Lundi, la chambre avait siégé pour le commencement du procès, mais avait D'abord dû entendre et trancher sur la requête de la défense mettant en cause la compétence du TPIR à juger l'accusé. La requête a été rejetée.
Dans sa déclaration liminaire, le substitut australien du procureur, Ken Flemming, a déclaré à la Cour que le parquet entendait appeler à la barre une quinzaine de témoins pour soutenir les onze chefs retenus contre l'accusé.
"Cette affaire a trait à trois jours horribles dans Ruhengeri, au nord du Rwanda, bastion de feu président Juvénal Habyarimana," a dit le représentant du parquet. "l'avion présidentiel a été abattu dans la soirée du 6 avril 1994. Très tôt dans la matinée du 7 avril, les massacres ont commencé […] Nos éléments de preuves incluront le fait que très tôt le matin, un groupe a été formé par l'accusé, peut-être dix heures après la chute de l'avion [...] l'accusé a réuni un groupe de jeunes gens, des Interahamwe, qui étaient le mouvement de jeunesse de l'ex-parti présidentiel MRND. Il les a pris jusque chez lui et leur a dit "allez tuer, exterminer les Tutsi".
Ken Fleming a décrit le génocide des Tutsis et les massacres de Hutus modérés qui ont suivi la mort de Habyarimana comme "l'un des épisodes les plus barbares dans l'histoire de l'homme moderne". Il a annoncé que l'accusation apportera des moyens de preuve pour montrer comment Juvénal Kajelijeli a joué un rôle important dans les massacres de Tutsis dans sa commune de Mukingo et ses environs.
Le représentant du parquet a indiqué qu'il a des témoins, tant des survivants que certains de ceux qui ont participé eux-mêmes à ces massacres et qui ont reconnu leurs forfaits.
Juvénal Kajelijeli est poursuivi pour génocide, entente en vue de commettre le génocide, incitation directe et publique au génocide, crimes contre l'humanité incluant le meurtre, l'extermination, le viol et la torture, et pour des violations graves aux conventions de Genève applicables en temps de guerre.

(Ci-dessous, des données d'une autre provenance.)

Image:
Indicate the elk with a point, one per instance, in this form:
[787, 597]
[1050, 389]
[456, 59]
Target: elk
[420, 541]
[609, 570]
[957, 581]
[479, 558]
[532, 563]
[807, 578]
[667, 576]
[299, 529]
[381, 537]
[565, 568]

Le représentant du parquet a allégué que Juvénal Kajelijeli avait "une intention spécifique de tuer" parce qu'il a dit aux Interahamwe D'aller tuer des Tutsis, provoquant une explosion de violences dans sa région au cours des jours qui ont suivi la chute de l'avion présidentiel, et parce que "l'accusé était capable de mobiliser six cents personnes armées, entraînées et en uniformes pour se livrer à une orgie meurtrière". Il a ajouté que des témoins viendront affirmer que les Interahamwe chantaient "exterminons-les, exterminons-les", preuve de l'intention de tuer les Tutsis.

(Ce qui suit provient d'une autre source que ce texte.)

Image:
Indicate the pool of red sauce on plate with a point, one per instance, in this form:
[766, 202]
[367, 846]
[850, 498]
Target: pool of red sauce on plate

Concernant le chef D'entente, Ken Fleming a indiqué que l'accusation apportera des preuves allant au-delà de tout doute raisonnable que l'accusé Kajelijeli était "le bras droit" de Joseph Nzirorera, ex-secrétaire général du MRND, et que les deux hommes se sont entendus avec D'autres pour commettre le génocide.
"Le viol apparaît à différents endroits dans l'acte D'accusation," a poursuivi le représentant du parquet. "Nous avons affaire également à des crimes contre l'humanité, qui ont trait aux souffrances humaines. Cela ne regarde pas seulement des gens qui ont subi des violences physiques, mais aussi ceux qui ont connu des angoisses mentales suite aux événements horribles auxquelles ils assistaient". Ken Fleming a cité l'exemple D'une mère, qui viendra déposer dans cette affaire, qui aurait assisté aux violences sexuelles exercées sur sa propre fille par un groupe D'Interahamwe.

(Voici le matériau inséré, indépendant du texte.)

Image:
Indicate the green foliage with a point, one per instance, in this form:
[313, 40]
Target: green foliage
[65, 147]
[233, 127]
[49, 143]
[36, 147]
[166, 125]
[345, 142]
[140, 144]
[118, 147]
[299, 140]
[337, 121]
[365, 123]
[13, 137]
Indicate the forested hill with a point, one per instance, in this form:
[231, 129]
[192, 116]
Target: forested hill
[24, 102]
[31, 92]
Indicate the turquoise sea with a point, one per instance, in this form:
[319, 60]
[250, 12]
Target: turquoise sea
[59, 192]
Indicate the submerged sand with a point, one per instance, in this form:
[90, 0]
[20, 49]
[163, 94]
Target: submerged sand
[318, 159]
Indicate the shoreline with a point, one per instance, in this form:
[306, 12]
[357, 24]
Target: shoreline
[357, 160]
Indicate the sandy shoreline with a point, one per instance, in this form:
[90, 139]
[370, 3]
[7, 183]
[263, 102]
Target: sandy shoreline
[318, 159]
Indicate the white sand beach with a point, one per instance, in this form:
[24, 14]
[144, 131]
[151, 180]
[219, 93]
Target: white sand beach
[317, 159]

Le parquet a introduit son premier témoin après la déclaration liminaire. Antonius Maria Tony Lucassen, un enquêteur hollandais travaillant pour le compte du TPIR, a présenté à la chambre des cartes et des photographies représentant des sites où auraient été commis les crimes reprochés à l'accusé. Les cartes et photographies montrent notamment les bureaux communaux de Mukingo et de Nkuli, la paroisse de Busogo et la cour D'appel de Ruhengeri.
Le procès a été reporté à mercredi matin, le conseil de la défense n'étant pas en mesure de procéder au contre-interrogatoire, les documents présentés par l'enquêteur lui ayant été remis tardivement.
La deuxième chambre du TPIR n'a pas conduit de procès depuis bientôt deux ans. Elle a seulement eu à entendre différentes requêtes présentées par les parties. Présidée par le juge sénégalais Laïty Kama, la chambre est en outre composée des juges tanzanien, William Hussein Sekule, et turc, Mehmet Güney.